Che il movente primo del suo poetare risieda, infine, in un moto di sofferta compassione lo ribadisce, qualora ce ne fosse ancora bisogno, l’immagine tratta dai Diari di Kafka posta come viatico, in esergo, al romanzetto in versi A ccanciu ri Maria (Mesogea, 2015), sua nuova opera, pubblicata in contemporanea all’uscita dell’Antologia: «Ora, di sera, dopo aver scritto, / aggiustato, riscritto, / fin dalle sei del mattino, / mi sono accorto che la sinistra / stringeva già da un po’ / le dita della mano / destra per compassione». Di qui, da una simile stretta nasce l’imperativo di scrivere, di mettere su carta: solo spiraglio per liberarsi dal «chiuppu ch’un si spirugghia» (il «groppo che non si scioglie»). Dall’accorato empatico motto dell’io narrante che si fa carico di rendere giustizia alla protagonista della vicenda, quando erompe (con voce ferma e adirata), quasi a liberare una giusta rabbia repressa che solo adesso trova la maniera di tuonare: «Comu / putisti abbunazzari?» («Come / hai potuto sopportare?»). Il teatro è sempre lo stesso, semplice quanto incredibile (per le sue estreme conseguenze) la storia qui restituita, davvero accaduta negli anni Quaranta nella contrada dove, da sempre, il poeta vive. Vicenda che Nino De Vita veniva raccontando, intorno agli anni Ottanta, perché ne scrivesse, all’amico Leonardo Sciascia (pur sapendo che la materia non fosse nelle corde del racalmutese). Con A ccanciu ri Maria, fuitina d’amore precipitata in paradossale beffa della vita («a vita chi mpirugghia», «la vita che inganna»), – per cui Pietro, innamorato di Maria, quando va per rapirla, nottetempo, non la trova e al posto dell’innamorata, è costretto quasi suo malgrado (per ragioni d’onore e opportunità) a rapire la sorella, Margherita, – l’ennesima effigie di destino appare risolta, in maniera ancor più scoperta, in drammatica novella antropologica, da funesto e ottuso gioco delle parti.

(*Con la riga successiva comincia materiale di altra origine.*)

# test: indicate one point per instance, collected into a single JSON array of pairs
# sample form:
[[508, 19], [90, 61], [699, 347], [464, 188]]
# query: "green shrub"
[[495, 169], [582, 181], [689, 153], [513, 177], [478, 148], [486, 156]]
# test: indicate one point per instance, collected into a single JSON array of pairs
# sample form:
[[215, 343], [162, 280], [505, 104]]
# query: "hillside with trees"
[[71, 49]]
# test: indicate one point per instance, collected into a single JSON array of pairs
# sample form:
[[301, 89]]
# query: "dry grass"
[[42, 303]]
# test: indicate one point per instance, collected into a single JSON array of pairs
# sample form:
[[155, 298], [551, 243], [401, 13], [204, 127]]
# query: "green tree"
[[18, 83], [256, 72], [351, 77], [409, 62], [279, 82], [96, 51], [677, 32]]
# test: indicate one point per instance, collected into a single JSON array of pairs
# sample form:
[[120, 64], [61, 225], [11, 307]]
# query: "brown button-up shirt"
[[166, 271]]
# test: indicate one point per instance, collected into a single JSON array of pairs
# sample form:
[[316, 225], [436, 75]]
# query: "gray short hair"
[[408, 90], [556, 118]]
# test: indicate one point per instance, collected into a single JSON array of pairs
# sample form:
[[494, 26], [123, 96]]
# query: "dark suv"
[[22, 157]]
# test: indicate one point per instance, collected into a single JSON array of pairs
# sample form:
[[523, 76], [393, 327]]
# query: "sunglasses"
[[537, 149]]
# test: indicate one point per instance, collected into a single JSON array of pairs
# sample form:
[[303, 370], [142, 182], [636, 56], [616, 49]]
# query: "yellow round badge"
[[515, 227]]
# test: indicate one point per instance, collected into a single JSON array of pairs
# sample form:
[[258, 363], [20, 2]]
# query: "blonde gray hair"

Nei suoi racconti in versi, infine, la capacità di accogliere e pensare uomo e natura in termini di simultanea coesistenza, è da sempre affidata alla «nudità» senza fronzoli di una parola poetica che assurge essa stessa, nel rimanere ancorato alle cose (come aveva peraltro già intuito, anni addietro, Enzo Siciliano), a condensata metafora dell’esistere.